Arnie’s heart was thudding dully in his chest; there was a corresponding beat at his temples. “Since you’re here, I’d guess it was Autumn Red. Christine’s colour.”

“Give that man a Kewpie doll,” Junkins said. He lit a cigarette and looked at Arnie through the smoke. He had abandoned any pretence of good humour; his gaze was stony.

Arnie clapped his hands to his head in an exaggerated gesture of exasperation. “Autumn Red, great. Christine’s a custom job but there were Fords from 1959 to 1963 painted Autumn Red, and Thunderbirds, and Chevrolet offered that shade from 1962 to 1964, and for a while in the mid-fifties you could get a Rambler painted Autumn Red. I’ve been working on my ’58 for half a year now, I get the car books; you can’t do work on an old car without the books, or you’re screwed before you start. Autumn Red was a popular choice. I know it”—he looked at Junkins fixedly—“and you know it, too. Don’t you?”

Junkins said nothing; he only went on looking at Arnie in that fixed, stony, unsettling way. Arnie had never seen looked at in that way by anyone in his life, but he recognized the gaze, He supposed anyone would. It was a look of strong, frank suspicion. It scared him. A few months ago—even a few weeks ago—that was probably all it would have done. But now it made him furious as well.

“You’re really reaching. Just what the hell have you got against me anyway, Mr Junkins? Why are you on my ass?” Junkins laughed and walked around in a large half-circle. The place was entirely empty except for the two of them out here and Will in his office, finishing his hoagie and licking olive oil off his hands and still watching them closely.

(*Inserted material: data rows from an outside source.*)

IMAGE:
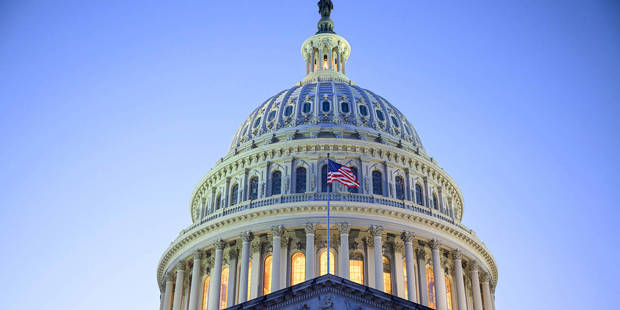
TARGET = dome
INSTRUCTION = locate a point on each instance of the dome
(327, 108)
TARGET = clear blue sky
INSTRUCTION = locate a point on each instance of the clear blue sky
(111, 112)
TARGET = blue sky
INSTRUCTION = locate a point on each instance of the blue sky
(111, 112)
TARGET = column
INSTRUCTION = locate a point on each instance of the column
(457, 255)
(168, 293)
(486, 292)
(194, 298)
(178, 287)
(232, 276)
(421, 257)
(310, 251)
(377, 232)
(344, 249)
(246, 238)
(275, 254)
(215, 283)
(475, 284)
(407, 238)
(440, 282)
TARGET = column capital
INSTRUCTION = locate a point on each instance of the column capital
(247, 236)
(457, 254)
(344, 228)
(407, 236)
(435, 244)
(376, 230)
(277, 230)
(310, 228)
(220, 244)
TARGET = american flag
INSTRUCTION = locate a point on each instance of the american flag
(341, 173)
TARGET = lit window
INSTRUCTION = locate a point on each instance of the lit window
(323, 259)
(449, 292)
(377, 180)
(267, 275)
(356, 268)
(254, 188)
(224, 288)
(276, 182)
(430, 287)
(205, 293)
(298, 268)
(400, 188)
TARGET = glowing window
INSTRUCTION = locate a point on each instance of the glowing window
(254, 188)
(267, 275)
(449, 293)
(323, 259)
(276, 182)
(377, 183)
(205, 293)
(224, 287)
(400, 188)
(298, 268)
(430, 287)
(387, 275)
(356, 268)
(300, 180)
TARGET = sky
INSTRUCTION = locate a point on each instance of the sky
(112, 111)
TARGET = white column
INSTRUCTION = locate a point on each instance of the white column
(408, 238)
(168, 293)
(457, 255)
(178, 287)
(194, 298)
(309, 251)
(440, 282)
(344, 249)
(486, 292)
(377, 232)
(246, 237)
(215, 284)
(275, 254)
(232, 276)
(421, 257)
(475, 284)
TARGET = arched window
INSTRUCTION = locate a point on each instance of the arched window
(323, 259)
(449, 293)
(267, 275)
(300, 180)
(377, 183)
(354, 190)
(205, 293)
(234, 194)
(430, 287)
(356, 268)
(253, 188)
(324, 184)
(276, 183)
(418, 194)
(400, 188)
(224, 287)
(387, 275)
(298, 268)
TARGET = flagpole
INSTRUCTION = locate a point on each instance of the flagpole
(326, 184)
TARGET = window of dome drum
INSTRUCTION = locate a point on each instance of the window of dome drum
(380, 115)
(395, 122)
(307, 107)
(300, 180)
(276, 183)
(377, 180)
(326, 106)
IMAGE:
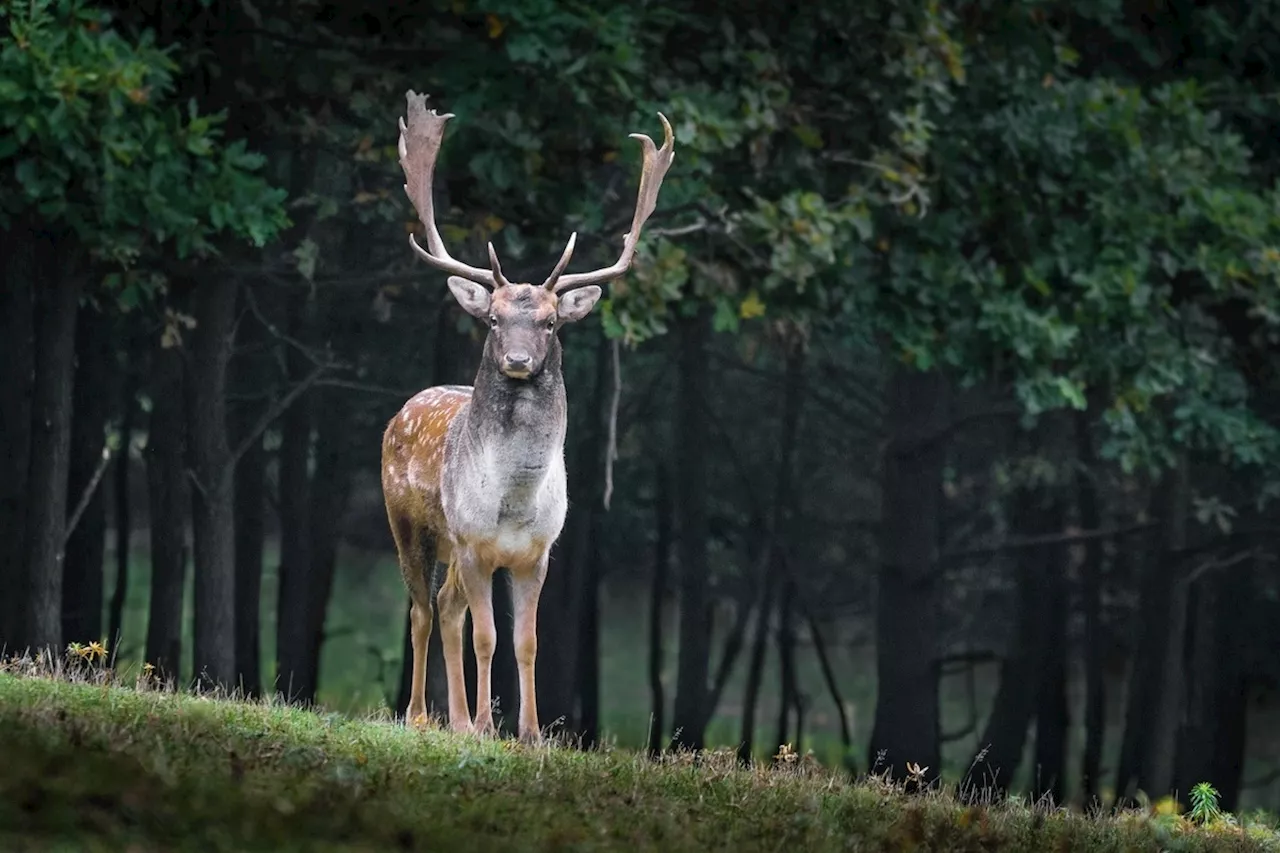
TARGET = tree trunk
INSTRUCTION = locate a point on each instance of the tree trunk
(250, 539)
(329, 493)
(86, 546)
(1091, 594)
(123, 510)
(906, 609)
(789, 697)
(1160, 760)
(50, 459)
(658, 591)
(1051, 702)
(768, 556)
(292, 646)
(213, 498)
(690, 500)
(17, 373)
(1212, 740)
(168, 501)
(589, 649)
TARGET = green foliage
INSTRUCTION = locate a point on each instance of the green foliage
(1205, 808)
(92, 141)
(92, 763)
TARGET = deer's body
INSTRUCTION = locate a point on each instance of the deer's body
(474, 477)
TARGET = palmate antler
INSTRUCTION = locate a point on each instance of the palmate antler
(420, 141)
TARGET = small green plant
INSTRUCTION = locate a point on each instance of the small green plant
(1205, 808)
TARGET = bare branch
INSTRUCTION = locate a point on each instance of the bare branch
(611, 452)
(86, 496)
(275, 410)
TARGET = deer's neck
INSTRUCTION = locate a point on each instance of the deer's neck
(519, 424)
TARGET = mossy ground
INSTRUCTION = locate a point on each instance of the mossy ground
(90, 763)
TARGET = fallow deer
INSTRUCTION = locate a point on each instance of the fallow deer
(474, 477)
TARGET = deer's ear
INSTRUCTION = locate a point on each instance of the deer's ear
(472, 297)
(577, 304)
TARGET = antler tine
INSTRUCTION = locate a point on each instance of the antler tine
(657, 162)
(498, 278)
(561, 264)
(419, 146)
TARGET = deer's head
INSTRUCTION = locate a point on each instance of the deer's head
(522, 318)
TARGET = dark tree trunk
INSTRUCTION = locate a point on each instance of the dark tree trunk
(214, 496)
(329, 493)
(589, 652)
(1051, 702)
(86, 546)
(906, 609)
(17, 373)
(1011, 712)
(658, 591)
(250, 539)
(1160, 760)
(690, 500)
(168, 501)
(771, 561)
(123, 510)
(1212, 739)
(50, 459)
(292, 647)
(789, 698)
(1091, 594)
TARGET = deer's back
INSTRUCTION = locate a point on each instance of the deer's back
(414, 447)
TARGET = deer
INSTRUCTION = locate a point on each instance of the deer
(474, 475)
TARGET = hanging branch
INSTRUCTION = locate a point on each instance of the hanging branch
(611, 452)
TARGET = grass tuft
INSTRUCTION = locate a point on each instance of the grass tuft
(97, 761)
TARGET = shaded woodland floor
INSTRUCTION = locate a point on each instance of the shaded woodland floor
(361, 660)
(104, 766)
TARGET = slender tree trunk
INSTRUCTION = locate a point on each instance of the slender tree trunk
(789, 698)
(771, 561)
(1160, 760)
(691, 447)
(250, 541)
(50, 459)
(123, 510)
(1212, 739)
(329, 493)
(658, 591)
(589, 652)
(213, 498)
(168, 501)
(292, 647)
(906, 726)
(1051, 702)
(86, 546)
(1091, 594)
(17, 372)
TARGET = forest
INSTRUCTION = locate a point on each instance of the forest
(932, 428)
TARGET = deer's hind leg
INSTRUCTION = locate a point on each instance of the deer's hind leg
(416, 550)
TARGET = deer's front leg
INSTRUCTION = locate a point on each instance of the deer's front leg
(525, 589)
(478, 583)
(452, 610)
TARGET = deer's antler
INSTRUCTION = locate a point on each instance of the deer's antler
(657, 162)
(419, 146)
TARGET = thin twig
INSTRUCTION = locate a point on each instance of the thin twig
(275, 411)
(86, 496)
(611, 452)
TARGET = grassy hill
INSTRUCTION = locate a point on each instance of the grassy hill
(87, 765)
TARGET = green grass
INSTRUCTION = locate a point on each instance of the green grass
(88, 765)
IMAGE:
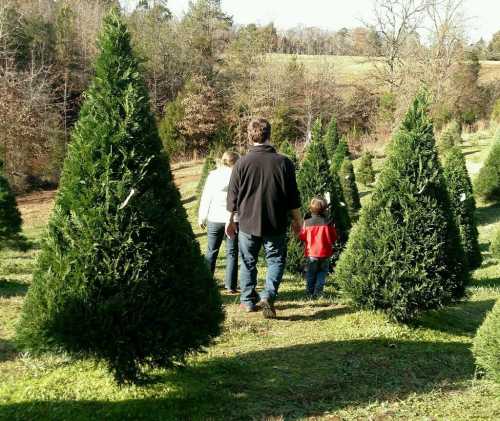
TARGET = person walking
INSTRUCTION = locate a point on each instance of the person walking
(213, 216)
(263, 194)
(319, 235)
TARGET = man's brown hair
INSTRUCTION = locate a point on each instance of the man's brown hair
(259, 130)
(318, 206)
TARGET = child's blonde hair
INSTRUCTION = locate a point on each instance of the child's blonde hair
(230, 158)
(318, 205)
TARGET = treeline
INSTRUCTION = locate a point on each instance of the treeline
(207, 76)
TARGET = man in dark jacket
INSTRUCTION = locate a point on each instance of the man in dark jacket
(263, 193)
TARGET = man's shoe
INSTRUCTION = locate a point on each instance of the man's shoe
(268, 310)
(247, 308)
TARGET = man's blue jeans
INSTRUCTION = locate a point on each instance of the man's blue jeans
(275, 252)
(317, 271)
(216, 234)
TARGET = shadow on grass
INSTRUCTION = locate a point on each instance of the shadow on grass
(486, 283)
(488, 215)
(292, 382)
(11, 288)
(7, 351)
(463, 318)
(318, 315)
(188, 200)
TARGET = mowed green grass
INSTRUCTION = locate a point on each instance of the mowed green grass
(318, 360)
(351, 69)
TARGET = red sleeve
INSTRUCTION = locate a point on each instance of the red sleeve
(333, 233)
(302, 235)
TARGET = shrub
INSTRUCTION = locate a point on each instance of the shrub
(495, 244)
(313, 179)
(404, 255)
(120, 276)
(350, 189)
(288, 150)
(331, 138)
(487, 183)
(463, 204)
(366, 174)
(486, 345)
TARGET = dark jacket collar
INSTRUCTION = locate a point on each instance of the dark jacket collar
(263, 148)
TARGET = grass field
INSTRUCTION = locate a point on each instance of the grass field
(349, 69)
(319, 360)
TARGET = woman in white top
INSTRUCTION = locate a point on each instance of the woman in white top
(213, 215)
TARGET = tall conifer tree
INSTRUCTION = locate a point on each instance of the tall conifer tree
(405, 254)
(463, 204)
(120, 276)
(10, 218)
(331, 138)
(350, 189)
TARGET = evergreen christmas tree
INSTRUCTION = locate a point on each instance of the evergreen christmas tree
(405, 254)
(486, 345)
(463, 204)
(350, 189)
(487, 183)
(340, 154)
(10, 218)
(331, 138)
(120, 276)
(314, 179)
(366, 174)
(288, 150)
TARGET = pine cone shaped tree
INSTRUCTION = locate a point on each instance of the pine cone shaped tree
(120, 276)
(340, 154)
(463, 204)
(404, 255)
(331, 138)
(366, 174)
(350, 189)
(314, 179)
(487, 183)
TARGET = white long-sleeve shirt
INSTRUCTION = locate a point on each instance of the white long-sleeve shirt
(213, 199)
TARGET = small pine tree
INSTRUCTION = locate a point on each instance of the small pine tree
(487, 183)
(495, 244)
(10, 218)
(405, 255)
(120, 276)
(288, 150)
(350, 189)
(315, 179)
(331, 138)
(170, 134)
(284, 126)
(366, 174)
(341, 152)
(486, 345)
(463, 204)
(208, 165)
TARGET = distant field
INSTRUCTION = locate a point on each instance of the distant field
(355, 68)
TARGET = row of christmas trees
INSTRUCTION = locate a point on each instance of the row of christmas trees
(415, 240)
(120, 276)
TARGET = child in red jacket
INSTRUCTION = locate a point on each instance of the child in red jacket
(319, 235)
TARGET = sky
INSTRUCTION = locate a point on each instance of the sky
(482, 15)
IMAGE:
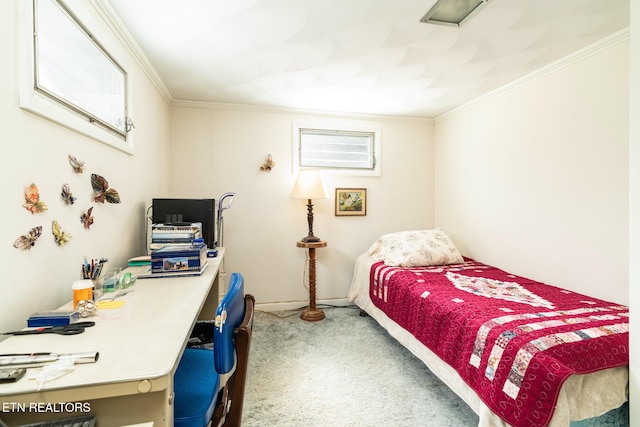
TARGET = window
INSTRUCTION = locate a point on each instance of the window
(349, 152)
(67, 76)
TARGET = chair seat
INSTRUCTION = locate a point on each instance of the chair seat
(196, 388)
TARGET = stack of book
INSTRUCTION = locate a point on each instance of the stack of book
(163, 235)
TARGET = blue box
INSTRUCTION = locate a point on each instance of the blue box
(179, 258)
(52, 318)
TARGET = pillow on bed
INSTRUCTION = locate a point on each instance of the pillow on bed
(415, 248)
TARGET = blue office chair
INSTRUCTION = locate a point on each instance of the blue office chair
(197, 379)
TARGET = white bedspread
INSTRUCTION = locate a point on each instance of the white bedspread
(581, 397)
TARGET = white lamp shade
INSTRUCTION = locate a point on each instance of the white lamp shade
(309, 185)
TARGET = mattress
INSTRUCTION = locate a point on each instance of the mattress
(580, 396)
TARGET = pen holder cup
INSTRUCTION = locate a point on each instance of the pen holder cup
(82, 290)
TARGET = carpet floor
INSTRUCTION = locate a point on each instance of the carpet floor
(342, 371)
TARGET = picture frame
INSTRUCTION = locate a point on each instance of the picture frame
(351, 201)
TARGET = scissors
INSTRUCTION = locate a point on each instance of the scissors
(71, 329)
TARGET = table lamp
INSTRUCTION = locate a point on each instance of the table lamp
(309, 186)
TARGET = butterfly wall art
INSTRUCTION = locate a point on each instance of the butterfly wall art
(87, 219)
(66, 195)
(103, 192)
(268, 164)
(28, 240)
(61, 237)
(77, 165)
(32, 200)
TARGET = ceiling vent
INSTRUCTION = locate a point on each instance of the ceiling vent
(452, 12)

“What have I got against you?” He said. “How does first-degree murder sound to you, Arnie? Does that grab you with any force?”

Arnie grew very still.

“Don’t worry,” Junkins said, still walking. “No big tough cop scene. No menacing threats about going downtown—except in this case downtown would be Harrisburg. No Miranda card. Everything is still fine for our hero, Arnold Cunningham.”

“I don’t understand any of what you’re—”

“You… understand. PLENTY!” Junkins roared at him. He had stopped next to a giant yellow hulk of a truck—another of Johnny Pomberton’s dumpsters-in-the-making. He stared at Arnie. “Three of the kids who beat on your car are dead. Autumn Red paint samples were taken at both crime scenes, leading us to believe that the vehicle the perpetrator used in both cases was at least in part Autumn Red. And gee whiz! It just turns out that the car those kids trashed is mostly Autumn Red. And you stand there and push your glasses up on your nose and tell me you don’t understand what I’m talking about.”

“I was in Philadelphia when it happened,” Arnie said quietly. “Don’t you get that? Don’t you get that at all?”

“Kiddo,” Junkins said flipping his cigarette away, “that’s the worst part of it. That’s the part that really stinks.”

“I wish you’d get out of here or put me under arrest or something. Because I’m supposed to punch in and do some work.”